To remember the victims and to exchange ideas on how to approach the suffocation of freedom of speech in Bangladesh a mixture of fled Bangladeshi bloggers and organizations gathered in The Hague. After the book presentation was launched, a documentary impressed the audience about the hostile and insecure environment Bangladeshi freethinkers have to live in. The documentary showed: fundamentalist Muslims who evoke citizens ‘to smash [atheists] into pieces’; Premier Sheikh Hasina who doubled the penalty for breaching the blasphemy law and religious insult up to fourteen year of custody; The government that lacks investigation and prosecution for crimes against atheist. Where does the increasing influence from extremism come from?
The first panel, existing of bloggers and writers from Mukto-Mona, explained the threat. When Pakistan became independent from India, secularism grew in the region along with a free culture. However, when Bangladesh signed their declaration of independence in 1971 from Pakistan, secularism reduced due to a change of its constitution. Nonetheless, the main influence from extremism comes from Saudi Arabia. The country is funding ‘madrassas’, koranic schools in Bangladesh from a distance. The underprivileged Bangladeshi children in madrassas benefit from healthcare, food and education, but cannot avoid their fundamentalist doctrine which leads to serious problems.

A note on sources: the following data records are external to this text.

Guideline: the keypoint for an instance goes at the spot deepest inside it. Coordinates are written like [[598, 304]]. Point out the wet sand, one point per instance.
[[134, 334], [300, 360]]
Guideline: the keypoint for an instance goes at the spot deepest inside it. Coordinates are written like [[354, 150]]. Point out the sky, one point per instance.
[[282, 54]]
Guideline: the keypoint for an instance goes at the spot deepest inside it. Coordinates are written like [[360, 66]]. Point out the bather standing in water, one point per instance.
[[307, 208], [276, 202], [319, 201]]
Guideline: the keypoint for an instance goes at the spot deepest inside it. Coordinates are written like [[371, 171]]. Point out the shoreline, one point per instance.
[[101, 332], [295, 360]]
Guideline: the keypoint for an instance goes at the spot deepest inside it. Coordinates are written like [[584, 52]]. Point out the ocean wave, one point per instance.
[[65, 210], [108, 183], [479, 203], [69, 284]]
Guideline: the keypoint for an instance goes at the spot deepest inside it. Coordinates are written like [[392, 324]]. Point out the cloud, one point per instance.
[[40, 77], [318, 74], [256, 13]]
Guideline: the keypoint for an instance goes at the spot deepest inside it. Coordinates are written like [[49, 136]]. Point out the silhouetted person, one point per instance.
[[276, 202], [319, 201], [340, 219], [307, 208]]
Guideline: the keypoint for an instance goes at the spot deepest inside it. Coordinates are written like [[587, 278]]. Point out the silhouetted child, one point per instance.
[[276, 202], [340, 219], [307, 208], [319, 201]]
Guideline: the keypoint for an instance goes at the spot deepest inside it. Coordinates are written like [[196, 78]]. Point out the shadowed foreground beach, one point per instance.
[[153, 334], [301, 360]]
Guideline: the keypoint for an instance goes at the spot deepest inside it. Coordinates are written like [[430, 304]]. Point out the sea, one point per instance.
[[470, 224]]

The second panel consisted of Avijit Roy’s wife Bonya Ahmed and speakers from Amnesty International, Humanistisch Verbond and The Hague Peace Projects. Bonya Ahmed started off the debate explaining that Avijit Roy’s death not only caused grief but also created a well-connected community of Bangladeshi bloggers who seek for constitutional change in Bangladesh. The panel agreed that need for change is necessary from the core of Bangladesh citizens itself, but also calls on other states and international organizations to get involved in short- and long-term solutions. The representative from Amnesty International emphasized their cooperation with the United Nations, and Humanistisch Verbond elaborated on their cooperation with the Dutch government in order to put pressure on Bangladesh’s current regime. What will eventually happen to Bangladesh is unsure, but we know one thing: the bloggers and writers will continue their work, even outside their country.

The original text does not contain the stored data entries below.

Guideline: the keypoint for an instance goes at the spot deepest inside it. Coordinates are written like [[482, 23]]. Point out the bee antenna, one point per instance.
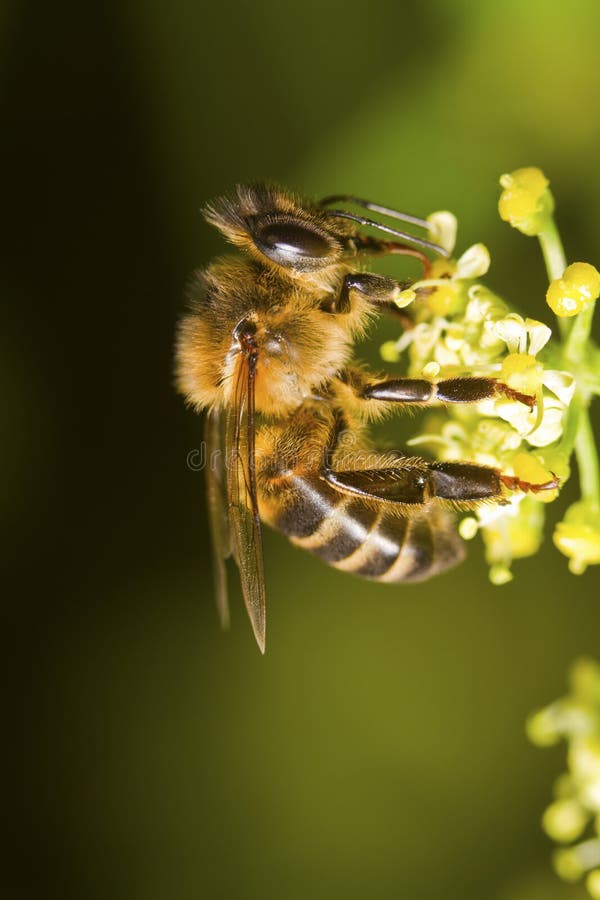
[[376, 207], [410, 238]]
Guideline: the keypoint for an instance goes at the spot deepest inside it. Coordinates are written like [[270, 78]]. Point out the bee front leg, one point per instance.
[[380, 290], [451, 390]]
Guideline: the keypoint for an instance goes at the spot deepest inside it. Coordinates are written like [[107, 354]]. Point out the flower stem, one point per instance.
[[556, 263], [552, 248], [587, 461], [579, 334]]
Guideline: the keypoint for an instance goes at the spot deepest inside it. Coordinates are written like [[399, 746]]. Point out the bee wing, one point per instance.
[[242, 499], [217, 510]]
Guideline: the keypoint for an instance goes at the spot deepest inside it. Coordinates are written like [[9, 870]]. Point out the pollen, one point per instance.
[[578, 287], [525, 203]]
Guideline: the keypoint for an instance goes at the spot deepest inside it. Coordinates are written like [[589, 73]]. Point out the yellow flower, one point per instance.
[[578, 536], [526, 203], [578, 287]]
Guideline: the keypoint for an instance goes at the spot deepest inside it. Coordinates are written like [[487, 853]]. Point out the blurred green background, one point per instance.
[[378, 748]]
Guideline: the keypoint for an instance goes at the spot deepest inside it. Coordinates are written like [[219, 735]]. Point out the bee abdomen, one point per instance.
[[369, 540]]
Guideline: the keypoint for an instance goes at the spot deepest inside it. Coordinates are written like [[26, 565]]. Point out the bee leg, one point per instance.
[[414, 482], [380, 290], [451, 390]]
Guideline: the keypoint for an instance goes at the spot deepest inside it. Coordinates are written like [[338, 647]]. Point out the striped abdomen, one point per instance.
[[368, 538]]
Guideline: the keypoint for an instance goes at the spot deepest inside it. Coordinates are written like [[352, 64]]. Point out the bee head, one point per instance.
[[279, 229]]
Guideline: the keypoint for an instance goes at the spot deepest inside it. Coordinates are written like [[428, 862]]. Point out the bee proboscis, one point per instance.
[[267, 352]]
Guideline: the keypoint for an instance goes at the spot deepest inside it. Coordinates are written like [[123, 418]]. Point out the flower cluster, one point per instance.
[[462, 328], [573, 818]]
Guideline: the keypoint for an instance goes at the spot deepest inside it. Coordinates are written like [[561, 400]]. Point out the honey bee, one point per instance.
[[267, 351]]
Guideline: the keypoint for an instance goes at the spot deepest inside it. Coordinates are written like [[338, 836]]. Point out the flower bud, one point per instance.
[[578, 287], [578, 536], [526, 203]]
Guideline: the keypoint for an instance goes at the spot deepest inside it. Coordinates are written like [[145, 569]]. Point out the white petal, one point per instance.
[[562, 384], [550, 429], [511, 329], [539, 335], [474, 262], [442, 229]]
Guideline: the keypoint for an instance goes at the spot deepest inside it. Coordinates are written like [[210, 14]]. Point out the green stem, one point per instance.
[[587, 461], [579, 335], [552, 248], [556, 263]]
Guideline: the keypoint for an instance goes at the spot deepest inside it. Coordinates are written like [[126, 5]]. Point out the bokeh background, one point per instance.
[[378, 748]]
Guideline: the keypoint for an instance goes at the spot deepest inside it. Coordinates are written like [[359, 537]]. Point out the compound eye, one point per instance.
[[294, 244]]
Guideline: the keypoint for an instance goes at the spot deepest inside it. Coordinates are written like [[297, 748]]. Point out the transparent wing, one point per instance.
[[217, 510], [246, 538]]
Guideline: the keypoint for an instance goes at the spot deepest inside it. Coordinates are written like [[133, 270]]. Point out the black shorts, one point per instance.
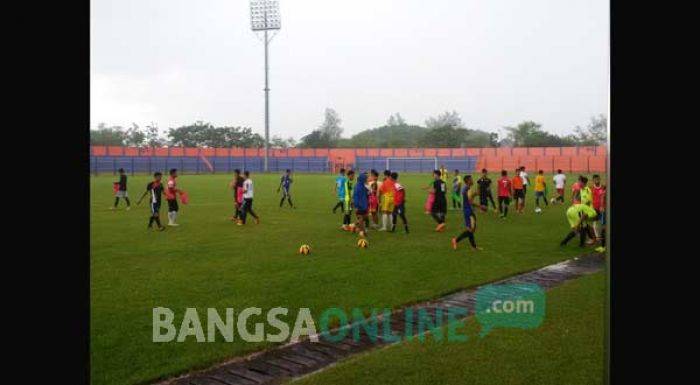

Bonya Ahmed highlighted the latter by introducing her new project: the establishment of an online encyclopedia to publish knowledge about science, philosophy, art, religion, literature and many more. She mentioned that bloggers and writers are not only atheist, they are much more than that. They have wide interests and different ideas, she wants to share that with the locals in Bangladesh. With this initiative she invites Bangladeshi to learn, to change perspective and to contribute to change in Bangladesh.